I realized that this sounded harsh, but it was true.
“She was the kind of person who always knew how to take advantage of the feelings of the people who cared about her. Anyway, do what you like with the information I’ve given you, but I’m not prepared to make any official statement.”
“I don’t think it’ll be necessary,” I said. “As long as the rest of Flynn’s manuscript is missing, the whole thing is just a bubble.”
“I think it’s better this way,” she said. “It’s an old story that’s no longer of any interest to anybody. To be honest, not even to me. I have my own stories that I’m going to think about in the years to come.”
I parted with Sarah Harper and realized how ironic it was that perhaps I’d managed to untangle the threads of the whole affair just after it had ceased to have any importance to me.
I wasn’t interested in making sure justice prevailed. I’ve never been a fanatic in the service of the so-called truth, and I was smart enough to know that truth and justice don’t always mean the same thing. At least in one respect, I agreed with Sam: most people preferred simple and nice stories to complicated and unuseful truths.
Joseph Wieder had died nearly thirty years previously, and Richard Flynn was six feet under, too. Probably Laura Baines had built her career on lies, and maybe on a murder. But people have always worshiped those cut from that very same cloth, and have called them heroes—glancing through a history textbook wou
ld be enough to prove that.
On the way home, I pictured Laura Baines ransacking the house in search of the manuscript, while Wieder was lying in his own blood on the floor. What was Richard Flynn, who had perhaps wielded the baseball bat, doing in the meantime? Was he still there or had he left? Was he trying to get rid of the murder weapon? But if he did it for Laura, why did she dump him? And, in that case, why did he continue to cover for her?

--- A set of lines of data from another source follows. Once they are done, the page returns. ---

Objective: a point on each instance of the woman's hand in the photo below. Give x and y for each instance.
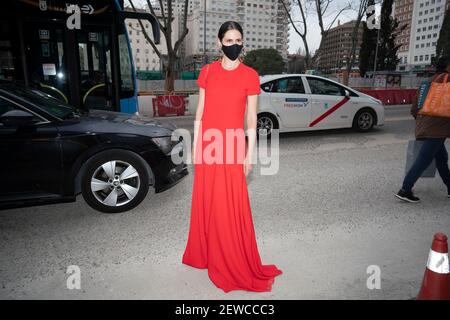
(248, 166)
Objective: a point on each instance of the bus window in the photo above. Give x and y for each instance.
(126, 72)
(94, 49)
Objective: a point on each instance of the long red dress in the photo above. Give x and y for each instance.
(221, 234)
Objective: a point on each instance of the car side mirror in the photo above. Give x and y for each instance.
(17, 118)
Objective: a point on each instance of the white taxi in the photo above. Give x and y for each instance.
(300, 102)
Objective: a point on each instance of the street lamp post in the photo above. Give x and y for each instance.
(376, 53)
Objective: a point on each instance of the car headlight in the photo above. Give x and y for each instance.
(166, 144)
(376, 100)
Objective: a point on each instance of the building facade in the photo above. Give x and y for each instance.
(335, 49)
(403, 11)
(425, 24)
(264, 23)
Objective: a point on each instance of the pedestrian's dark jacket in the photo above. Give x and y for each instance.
(429, 127)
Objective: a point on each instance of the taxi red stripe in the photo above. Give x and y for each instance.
(329, 111)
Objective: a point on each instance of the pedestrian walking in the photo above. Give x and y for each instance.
(433, 131)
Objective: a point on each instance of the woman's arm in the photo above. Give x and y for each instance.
(252, 105)
(198, 120)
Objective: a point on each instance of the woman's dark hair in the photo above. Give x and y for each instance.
(229, 25)
(442, 63)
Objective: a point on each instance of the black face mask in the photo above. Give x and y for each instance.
(233, 51)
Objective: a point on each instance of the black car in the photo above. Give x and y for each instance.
(51, 151)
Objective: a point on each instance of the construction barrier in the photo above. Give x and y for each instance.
(392, 96)
(169, 105)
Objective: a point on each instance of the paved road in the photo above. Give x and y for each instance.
(323, 219)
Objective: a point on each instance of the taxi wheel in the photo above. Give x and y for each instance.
(265, 124)
(364, 120)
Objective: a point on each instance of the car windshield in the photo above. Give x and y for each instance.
(42, 100)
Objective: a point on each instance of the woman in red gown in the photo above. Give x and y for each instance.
(221, 234)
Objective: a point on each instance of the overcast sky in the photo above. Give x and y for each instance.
(313, 34)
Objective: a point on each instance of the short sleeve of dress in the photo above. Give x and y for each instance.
(253, 86)
(201, 81)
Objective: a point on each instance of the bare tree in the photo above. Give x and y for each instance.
(304, 29)
(323, 10)
(361, 11)
(165, 24)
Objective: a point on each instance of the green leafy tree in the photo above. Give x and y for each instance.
(387, 50)
(265, 61)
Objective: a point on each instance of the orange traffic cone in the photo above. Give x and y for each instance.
(436, 281)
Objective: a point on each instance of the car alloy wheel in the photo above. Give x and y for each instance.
(115, 183)
(264, 126)
(365, 120)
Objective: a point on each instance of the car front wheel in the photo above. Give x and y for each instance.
(265, 125)
(115, 181)
(364, 120)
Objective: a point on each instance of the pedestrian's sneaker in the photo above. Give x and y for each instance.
(407, 196)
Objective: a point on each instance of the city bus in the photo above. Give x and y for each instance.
(86, 62)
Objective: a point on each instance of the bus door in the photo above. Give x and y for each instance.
(46, 58)
(94, 51)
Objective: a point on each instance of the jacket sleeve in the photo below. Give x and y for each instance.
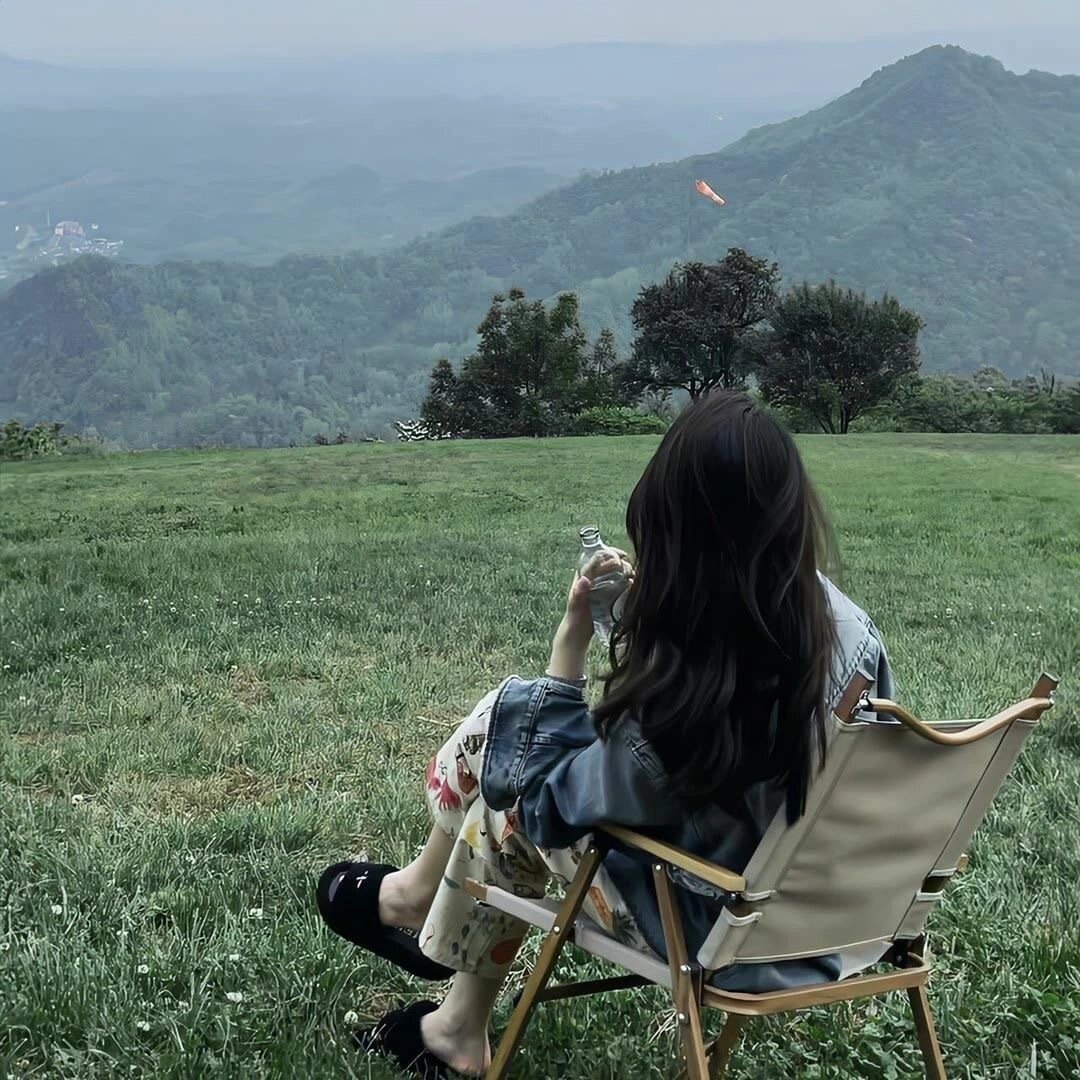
(543, 755)
(608, 781)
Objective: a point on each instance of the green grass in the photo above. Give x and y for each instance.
(218, 672)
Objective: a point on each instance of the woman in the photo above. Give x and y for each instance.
(730, 651)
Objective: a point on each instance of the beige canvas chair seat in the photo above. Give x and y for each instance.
(888, 819)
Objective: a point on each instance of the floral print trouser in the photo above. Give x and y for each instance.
(489, 847)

Or maybe that train of events existed only in the mind of Sarah Harper, a woman who’d been going down step by step, while her former friend had been building a spectacular career for herself. How many of us are really able to be happy for others’ success and don’t secretly dream of making them pay sooner or later for what they’ve got? Take a look at the news, guys.
But my questions were no longer important, along with all the other details. Maybe I just liked to believe that Laura Baines, that cold, calculating woman, had performed one of those pool tricks where you hit one ball, which in turn hits another and another. Richard Flynn, Timothy Sanders, and Joseph Wieder had been nothing but pool balls to her, striking up against each other until she achieved her goal.
And the most ironic thing of all would have been that a man like Wieder, a man who, after all, enjoyed so much rummaging through people’s minds, had ended up being put in a mortal checkmate by one of his students. In this case, Laura Baines would genuinely have deserved her later success, since she’d have proven to be a more skilled vivisectionist of the human mind than her mentor.
The next day I met up with Peter at Abraço Espresso, in the East Village.
“How’s it going?” he asked. “You look tired, man. Has something happened?”
I told him I’d finished the job I’d been hired to do and handed him a written summary. He just put the envelope in his silly briefcase without paying much attention to it. I gave him the copy of Laura Baines’s book, too.
He didn’t ask me anything else, looking as if his mind was on other things. So I started talking, telling him about a possible version of what had happened in the fall and winter of 1987. He listened to me absently, fidgeting with a sachet of sugar and taking a sip of tea from time to time.